The ongoing dialogue led many a Hungarian colleague of mine to ask: Why wouldn’t the American customers just find a different artist?
And: Why are they specifically targeting artists who they know won’t provide the service?
Their curiosity rightly suggests a harassing agenda by the customers. Case in point: Jack Phillips, the Colorado baker and “cake artist” at the center of the case known as Masterpiece Cakeshop v. Colorado, was sued for refusing to custom-design a cake celebrating a same-sex couple’s marriage in 2012.
In 2018, the U.S. Supreme Court ruled in Phillips’ favor. But since then, he’s been sued twice for the same type of refusal—both times by the same customer.

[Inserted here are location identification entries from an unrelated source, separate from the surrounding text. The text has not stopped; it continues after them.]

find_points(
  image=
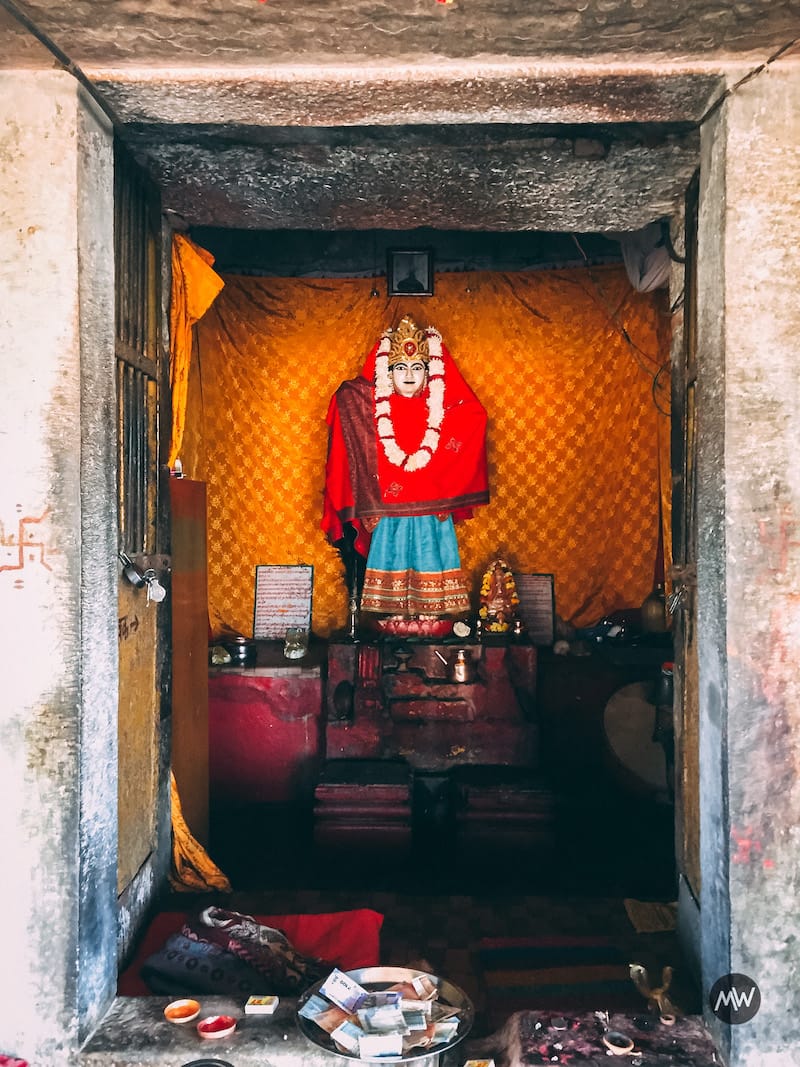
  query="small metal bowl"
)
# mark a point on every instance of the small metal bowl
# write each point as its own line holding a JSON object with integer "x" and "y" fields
{"x": 242, "y": 651}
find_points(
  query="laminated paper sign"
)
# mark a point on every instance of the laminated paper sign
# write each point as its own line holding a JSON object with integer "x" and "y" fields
{"x": 538, "y": 606}
{"x": 283, "y": 601}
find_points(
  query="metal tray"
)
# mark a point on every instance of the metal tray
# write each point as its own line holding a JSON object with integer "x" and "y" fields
{"x": 374, "y": 978}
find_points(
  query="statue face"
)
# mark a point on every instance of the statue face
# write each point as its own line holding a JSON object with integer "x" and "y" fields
{"x": 409, "y": 379}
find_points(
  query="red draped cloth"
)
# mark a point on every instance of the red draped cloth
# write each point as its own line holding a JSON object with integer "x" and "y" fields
{"x": 362, "y": 486}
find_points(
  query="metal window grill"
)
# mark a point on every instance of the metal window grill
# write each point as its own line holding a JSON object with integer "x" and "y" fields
{"x": 136, "y": 256}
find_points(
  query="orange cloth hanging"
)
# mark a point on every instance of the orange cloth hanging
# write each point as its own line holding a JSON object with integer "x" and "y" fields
{"x": 192, "y": 870}
{"x": 194, "y": 288}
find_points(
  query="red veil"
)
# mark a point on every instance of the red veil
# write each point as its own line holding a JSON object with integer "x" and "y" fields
{"x": 362, "y": 486}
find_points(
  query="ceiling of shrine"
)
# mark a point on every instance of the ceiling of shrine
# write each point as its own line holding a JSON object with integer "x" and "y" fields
{"x": 482, "y": 114}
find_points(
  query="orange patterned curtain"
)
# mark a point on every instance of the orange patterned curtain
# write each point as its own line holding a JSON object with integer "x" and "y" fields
{"x": 565, "y": 363}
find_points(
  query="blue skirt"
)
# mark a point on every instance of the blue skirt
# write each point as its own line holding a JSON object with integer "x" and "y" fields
{"x": 414, "y": 568}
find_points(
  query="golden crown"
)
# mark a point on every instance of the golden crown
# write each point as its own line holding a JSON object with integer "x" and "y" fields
{"x": 408, "y": 343}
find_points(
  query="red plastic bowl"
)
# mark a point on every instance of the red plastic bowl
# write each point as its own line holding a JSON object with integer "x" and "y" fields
{"x": 217, "y": 1025}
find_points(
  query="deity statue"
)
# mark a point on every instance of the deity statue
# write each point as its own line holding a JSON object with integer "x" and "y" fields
{"x": 406, "y": 457}
{"x": 498, "y": 596}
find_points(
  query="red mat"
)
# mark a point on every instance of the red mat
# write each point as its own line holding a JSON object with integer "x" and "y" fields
{"x": 348, "y": 939}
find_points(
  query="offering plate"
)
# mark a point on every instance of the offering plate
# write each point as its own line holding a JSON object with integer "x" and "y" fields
{"x": 376, "y": 978}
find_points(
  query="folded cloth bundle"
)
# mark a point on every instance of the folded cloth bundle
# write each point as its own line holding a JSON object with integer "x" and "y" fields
{"x": 219, "y": 952}
{"x": 187, "y": 966}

This is clearly harassment.
When I explained this to my Hungarian friends, some of whom call themselves liberal, they were somewhat surprised that Americans (those from the land of the free) would act this way—and furthermore, that the courts would entertain these elementary affairs so often.
This makes me ask, why? Why are Hungarians—conservatives and liberals alike—such ardent supporters of free speech?
Hungarians’ appreciation for freedom stems from their understanding of oppression. As a reminder, Hungary’s release from Soviet communism is still recent. Indeed, most people reading this article were alive when Hungary’s democracy was commissioned in 1989.
The people of Hungary know communism—not simply from history books, but from life itself. The youngest of Hungarians have first-tier sources of communist history from their parents, and their grandparents can tell them of Hungary’s attempt to overthrow Soviet oppression in 1956.
Hungarians know that communism doesn’t work. Hungarians know that communism doesn’t simply limit a people, but it oppresses them—sometimes violently. During the Hungarian Revolution of 1956, several unarmed Hungarians were shot and killed in Kossuth Square, outside the National Assembly building that houses the nation’s parliament.
Hungarians know too well that freedom, without free speech, is a mask for tyranny. Indeed, without freedom of speech, one cannot live freely—if live at all.
America once had this understanding of liberty, too, which is why the only intended bias of the First Amendment was a partiality toward freedom.
Ideological bias against free speech is not only inconsistent with but contrary to freedom. To quote Kristen Waggoner, the lawyer who defended 303 Creative before the Supreme Court and also is president and CEO of Alliance Defending Freedom: “If we desire freedom for ourselves, we must defend it for others.”
America, despite being a global superpower, is still in its historic infancy.
Not 250 years old, and yet how quickly a country birthed in blood-bought freedom went from “there can be no such thing as public liberty, without freedom of speech” (Benjamin Franklin) to “you must express yourself in a way that violates your conscience or else lose your livelihood” (the modern American Left).
Arguably, America’s Founders revolted against lesser tyranny.
The courts of Hungary have yet to decide whether artists may be forced to go against their consciences. Perhaps such a case will never reach Hungary’s high courts.
That’s not apathy on the part of Hungary’s courts, but rather integrity on the part of its people.